La Fed puede hacer esto y más por el (ilegítimo) privilegio que tiene de crear dinero “de la nada” (en realidad, de la deuda) para “salvar” la economía. Recordemos que, a diferencia de otras autoridades monetarias, la Fed tiene el mandato dual de la estabilidad de precios y maximizar el empleo.

Esta es la excusa perfecta para abusar de su poder de creación monetaria, para lo cual manipula los precios más importantes en la economía – las tasas de interés- a través de operaciones de compra y venta masivas en el mercado de bonos.

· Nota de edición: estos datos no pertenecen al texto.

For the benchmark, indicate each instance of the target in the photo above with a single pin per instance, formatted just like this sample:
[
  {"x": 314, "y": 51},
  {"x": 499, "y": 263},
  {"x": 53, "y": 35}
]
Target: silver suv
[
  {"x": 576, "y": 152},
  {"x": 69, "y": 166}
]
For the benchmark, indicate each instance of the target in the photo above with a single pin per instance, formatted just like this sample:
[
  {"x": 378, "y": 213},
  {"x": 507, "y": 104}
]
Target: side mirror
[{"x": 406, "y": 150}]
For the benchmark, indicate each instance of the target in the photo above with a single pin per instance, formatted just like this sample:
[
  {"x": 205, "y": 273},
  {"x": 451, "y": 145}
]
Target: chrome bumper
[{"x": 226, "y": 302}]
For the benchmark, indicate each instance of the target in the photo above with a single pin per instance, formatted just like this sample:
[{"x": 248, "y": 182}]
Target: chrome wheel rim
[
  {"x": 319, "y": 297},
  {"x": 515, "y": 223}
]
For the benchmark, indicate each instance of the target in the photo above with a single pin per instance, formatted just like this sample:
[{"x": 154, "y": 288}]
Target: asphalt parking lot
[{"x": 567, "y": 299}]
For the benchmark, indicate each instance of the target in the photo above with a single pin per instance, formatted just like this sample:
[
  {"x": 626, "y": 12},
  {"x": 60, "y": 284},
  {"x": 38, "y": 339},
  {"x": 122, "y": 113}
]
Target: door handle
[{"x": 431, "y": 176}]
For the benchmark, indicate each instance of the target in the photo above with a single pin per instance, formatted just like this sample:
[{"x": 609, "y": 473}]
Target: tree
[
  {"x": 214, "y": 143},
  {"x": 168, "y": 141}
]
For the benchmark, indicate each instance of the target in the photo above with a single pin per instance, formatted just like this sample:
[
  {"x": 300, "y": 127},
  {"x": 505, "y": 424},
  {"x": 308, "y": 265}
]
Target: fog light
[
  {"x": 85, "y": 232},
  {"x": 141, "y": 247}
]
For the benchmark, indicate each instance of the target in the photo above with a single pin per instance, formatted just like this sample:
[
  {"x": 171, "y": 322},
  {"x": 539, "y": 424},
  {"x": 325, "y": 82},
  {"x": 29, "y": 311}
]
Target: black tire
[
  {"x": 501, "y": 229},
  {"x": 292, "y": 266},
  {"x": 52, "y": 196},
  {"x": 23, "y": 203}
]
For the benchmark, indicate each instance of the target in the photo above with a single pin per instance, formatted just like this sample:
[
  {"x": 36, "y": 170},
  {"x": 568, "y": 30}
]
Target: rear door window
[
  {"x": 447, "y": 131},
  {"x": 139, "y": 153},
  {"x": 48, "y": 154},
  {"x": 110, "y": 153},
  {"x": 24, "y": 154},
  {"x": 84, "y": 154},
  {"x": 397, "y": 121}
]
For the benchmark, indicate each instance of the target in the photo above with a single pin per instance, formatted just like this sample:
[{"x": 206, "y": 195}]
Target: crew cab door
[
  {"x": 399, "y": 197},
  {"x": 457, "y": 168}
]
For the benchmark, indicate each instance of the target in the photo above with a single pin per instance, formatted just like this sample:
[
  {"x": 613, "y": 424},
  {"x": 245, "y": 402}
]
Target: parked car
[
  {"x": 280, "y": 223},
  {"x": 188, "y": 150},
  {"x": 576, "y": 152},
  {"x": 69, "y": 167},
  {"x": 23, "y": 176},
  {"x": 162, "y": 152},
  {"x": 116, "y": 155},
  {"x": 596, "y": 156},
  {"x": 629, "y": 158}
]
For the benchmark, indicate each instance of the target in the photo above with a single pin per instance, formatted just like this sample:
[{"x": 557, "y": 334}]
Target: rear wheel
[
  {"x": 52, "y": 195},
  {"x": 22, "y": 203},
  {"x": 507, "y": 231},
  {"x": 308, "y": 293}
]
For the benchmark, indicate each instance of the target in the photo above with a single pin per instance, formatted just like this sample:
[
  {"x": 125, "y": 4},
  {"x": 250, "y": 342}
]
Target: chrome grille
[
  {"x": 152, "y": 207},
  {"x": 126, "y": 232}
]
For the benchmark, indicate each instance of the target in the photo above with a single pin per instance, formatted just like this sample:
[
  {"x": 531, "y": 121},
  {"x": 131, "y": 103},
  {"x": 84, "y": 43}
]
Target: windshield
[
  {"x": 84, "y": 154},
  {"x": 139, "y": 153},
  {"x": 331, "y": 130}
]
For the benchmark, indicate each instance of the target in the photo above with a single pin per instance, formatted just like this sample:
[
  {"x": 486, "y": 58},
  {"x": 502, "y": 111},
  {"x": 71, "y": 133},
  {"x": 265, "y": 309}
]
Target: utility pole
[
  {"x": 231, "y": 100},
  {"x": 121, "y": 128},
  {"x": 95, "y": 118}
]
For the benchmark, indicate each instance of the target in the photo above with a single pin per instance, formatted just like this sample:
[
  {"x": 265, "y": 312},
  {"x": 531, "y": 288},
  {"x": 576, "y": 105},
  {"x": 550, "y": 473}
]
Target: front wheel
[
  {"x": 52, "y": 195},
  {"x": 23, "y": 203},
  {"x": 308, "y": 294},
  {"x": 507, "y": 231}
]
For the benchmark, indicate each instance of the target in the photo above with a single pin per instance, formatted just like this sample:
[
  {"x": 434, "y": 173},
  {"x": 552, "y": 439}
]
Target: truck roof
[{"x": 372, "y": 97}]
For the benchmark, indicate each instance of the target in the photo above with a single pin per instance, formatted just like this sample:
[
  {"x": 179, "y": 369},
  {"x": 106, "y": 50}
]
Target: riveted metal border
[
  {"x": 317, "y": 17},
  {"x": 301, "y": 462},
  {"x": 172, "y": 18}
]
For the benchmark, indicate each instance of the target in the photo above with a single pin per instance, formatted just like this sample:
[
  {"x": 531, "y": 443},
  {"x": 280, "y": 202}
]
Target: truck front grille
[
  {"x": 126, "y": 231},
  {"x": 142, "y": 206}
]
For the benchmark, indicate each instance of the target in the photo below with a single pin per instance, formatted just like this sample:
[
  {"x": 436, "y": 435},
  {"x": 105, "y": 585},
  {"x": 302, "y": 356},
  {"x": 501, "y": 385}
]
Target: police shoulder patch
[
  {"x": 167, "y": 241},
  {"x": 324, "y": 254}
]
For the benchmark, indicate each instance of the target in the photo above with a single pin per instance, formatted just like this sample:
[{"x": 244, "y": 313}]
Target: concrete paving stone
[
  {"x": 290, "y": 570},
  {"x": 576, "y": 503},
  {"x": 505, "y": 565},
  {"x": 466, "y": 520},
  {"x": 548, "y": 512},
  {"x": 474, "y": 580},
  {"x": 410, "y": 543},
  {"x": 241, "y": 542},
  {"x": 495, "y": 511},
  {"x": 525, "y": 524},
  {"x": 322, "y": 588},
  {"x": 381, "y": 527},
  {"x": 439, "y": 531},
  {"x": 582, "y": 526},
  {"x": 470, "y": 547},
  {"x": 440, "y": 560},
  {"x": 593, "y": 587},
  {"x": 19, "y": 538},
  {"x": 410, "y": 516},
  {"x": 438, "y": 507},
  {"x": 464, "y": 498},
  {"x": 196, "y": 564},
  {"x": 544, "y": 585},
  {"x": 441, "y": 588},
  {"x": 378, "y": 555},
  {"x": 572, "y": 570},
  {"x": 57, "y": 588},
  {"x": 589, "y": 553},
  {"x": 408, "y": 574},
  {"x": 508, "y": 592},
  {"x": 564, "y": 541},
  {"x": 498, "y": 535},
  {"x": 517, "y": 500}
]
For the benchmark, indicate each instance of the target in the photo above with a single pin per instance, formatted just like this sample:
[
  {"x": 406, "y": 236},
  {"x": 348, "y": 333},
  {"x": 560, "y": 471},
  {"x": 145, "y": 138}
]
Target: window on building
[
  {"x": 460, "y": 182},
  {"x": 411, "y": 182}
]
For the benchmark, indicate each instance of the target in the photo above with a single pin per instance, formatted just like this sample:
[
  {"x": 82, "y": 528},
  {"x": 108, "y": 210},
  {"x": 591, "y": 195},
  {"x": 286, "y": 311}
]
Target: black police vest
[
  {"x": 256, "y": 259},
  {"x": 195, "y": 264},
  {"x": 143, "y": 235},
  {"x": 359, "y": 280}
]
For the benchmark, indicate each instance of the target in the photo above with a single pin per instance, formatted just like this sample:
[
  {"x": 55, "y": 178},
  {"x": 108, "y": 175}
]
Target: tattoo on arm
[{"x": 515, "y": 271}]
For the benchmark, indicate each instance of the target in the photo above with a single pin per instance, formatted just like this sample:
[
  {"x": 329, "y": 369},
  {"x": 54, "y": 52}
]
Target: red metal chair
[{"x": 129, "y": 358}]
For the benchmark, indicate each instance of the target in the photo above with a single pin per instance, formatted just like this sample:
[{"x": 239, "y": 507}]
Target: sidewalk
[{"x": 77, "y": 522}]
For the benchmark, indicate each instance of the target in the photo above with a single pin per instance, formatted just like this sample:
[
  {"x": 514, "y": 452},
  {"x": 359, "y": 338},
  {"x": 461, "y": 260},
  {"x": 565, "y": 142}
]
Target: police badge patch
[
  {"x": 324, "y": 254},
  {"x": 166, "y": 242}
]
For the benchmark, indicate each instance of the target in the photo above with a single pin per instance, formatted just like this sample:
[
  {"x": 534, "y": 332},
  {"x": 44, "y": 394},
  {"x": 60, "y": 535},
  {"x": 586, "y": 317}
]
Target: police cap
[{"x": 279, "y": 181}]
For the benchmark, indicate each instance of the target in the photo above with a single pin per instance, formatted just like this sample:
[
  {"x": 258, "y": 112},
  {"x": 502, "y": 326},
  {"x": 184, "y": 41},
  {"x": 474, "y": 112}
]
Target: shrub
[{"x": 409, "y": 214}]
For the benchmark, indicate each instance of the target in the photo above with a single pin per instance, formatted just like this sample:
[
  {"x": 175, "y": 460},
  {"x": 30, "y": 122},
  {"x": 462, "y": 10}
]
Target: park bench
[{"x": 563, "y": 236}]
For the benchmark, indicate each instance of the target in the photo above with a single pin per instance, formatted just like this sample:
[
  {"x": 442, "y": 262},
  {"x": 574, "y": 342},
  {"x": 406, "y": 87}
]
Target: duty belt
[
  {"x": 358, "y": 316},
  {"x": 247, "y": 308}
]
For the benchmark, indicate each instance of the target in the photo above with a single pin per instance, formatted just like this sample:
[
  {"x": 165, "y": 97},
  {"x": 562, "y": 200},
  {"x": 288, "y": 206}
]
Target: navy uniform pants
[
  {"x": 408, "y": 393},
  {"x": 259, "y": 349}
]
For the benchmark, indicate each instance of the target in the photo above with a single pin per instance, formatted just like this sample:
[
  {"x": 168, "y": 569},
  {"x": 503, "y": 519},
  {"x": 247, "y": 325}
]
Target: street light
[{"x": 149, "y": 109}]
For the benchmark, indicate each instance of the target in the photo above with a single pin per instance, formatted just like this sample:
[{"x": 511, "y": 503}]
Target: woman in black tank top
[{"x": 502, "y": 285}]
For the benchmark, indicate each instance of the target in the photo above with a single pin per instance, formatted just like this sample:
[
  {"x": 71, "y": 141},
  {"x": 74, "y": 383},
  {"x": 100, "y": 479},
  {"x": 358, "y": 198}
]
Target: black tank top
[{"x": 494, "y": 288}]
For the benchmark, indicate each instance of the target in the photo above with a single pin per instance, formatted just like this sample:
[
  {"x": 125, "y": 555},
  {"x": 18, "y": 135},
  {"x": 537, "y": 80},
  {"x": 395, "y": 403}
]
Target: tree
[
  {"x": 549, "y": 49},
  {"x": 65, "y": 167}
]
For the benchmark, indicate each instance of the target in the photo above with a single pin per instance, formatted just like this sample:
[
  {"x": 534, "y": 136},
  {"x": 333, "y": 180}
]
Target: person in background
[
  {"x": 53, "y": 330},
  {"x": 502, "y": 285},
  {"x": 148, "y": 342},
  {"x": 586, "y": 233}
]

Desde luego, la justificación parece impecable: “estamos salvando la economía de la debacle, inyectando la liquidez necesaria por medio de oleadas infinitas de dólares”.

Esta estrategia de compra de ETFs de deuda corporativa, se inscribe en la vieja receta de siempre: “cuando una burbuja de deuda y crédito explote, inflemos otra inyectando más liquidez, deuda y crédito, aunque la burbuja que explotará después sea todavía más grande”.

En los hechos, que la Fed esté rescatando a empresas comprando su deuda corporativa a través de ETFs, encierra un gran riesgo moral, pues las empresas ahora saben que pueden ser menos responsables en sus emisiones crediticias, pues cada vez que se enfrenten a situaciones inesperadas como un gran desplome económico –en este caso a consecuencia de la pandemia de COVID-19 y el confinamiento-, serán salvadas.

El problema pues, no es la emisión de deuda per se. Estamos hablando de un mercado de decenas de millones de millones de dólares (trillions, en inglés) que debería ser como cualquier otro, en el que las malas o irresponsables empresas que quiebran desaparecen, los acreedores toman los activos que deja la compañía, y las compañías exitosas triunfan.

El tema es que el “salvamento” de la Fed no es otra cosa que una artera manipulación de los mercados, de los que toma “dinero bueno” para ayudar a empresas sobreendeudadas que, si no pueden sostenerse por sí mismas, deberían desaparecer.

Desde luego, el sofisma es que si no se salvara a esas compañías, se desencadenaría una serie de quiebras que agravaría la situación de emergencia económica al punto de una nueva Gran Depresión.